Alzheimer's disease is the most common cause of dementia, and the most feared disease of Americans over the age of 65. ApoE is the strongest genetic risk factor for Alzheimer's disease, and is a potential target for disease-modifying therapies. The ApoE4 allele, which occurs in 15 percent of the population, increases one's risk of developing Alzheimer's Disease by 3-fold, while two copies of ApoE4 increase this risk by 12-fold. Whereas the E2 allele, occurring in 7 percent of the population, decreases one's risk of developing Alzeimer's disease.

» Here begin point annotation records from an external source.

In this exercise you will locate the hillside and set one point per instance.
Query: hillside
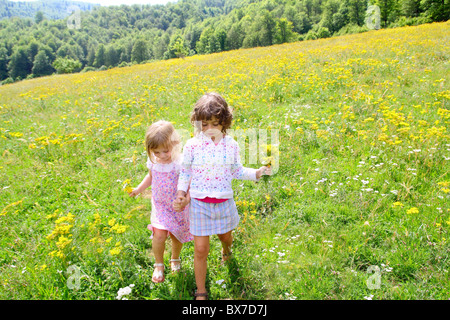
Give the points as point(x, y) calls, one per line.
point(358, 208)
point(106, 37)
point(51, 9)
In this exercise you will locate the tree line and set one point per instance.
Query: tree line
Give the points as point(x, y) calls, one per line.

The hypothesis being tested is the three ApoE isoforms (E2, E3 and E4) have different rates of synthesis and clearance. We will measure the metabolism of ApoE from the cerebrospinal fluid of young, non-demented participants. This study will provide an important link regarding how ApoE4 may be involved in the pathophysiology of Alzheimer's disease, and may lead to improved therapeutics, which target the major genetic risk factor of Alzheimer's disease, ApoE.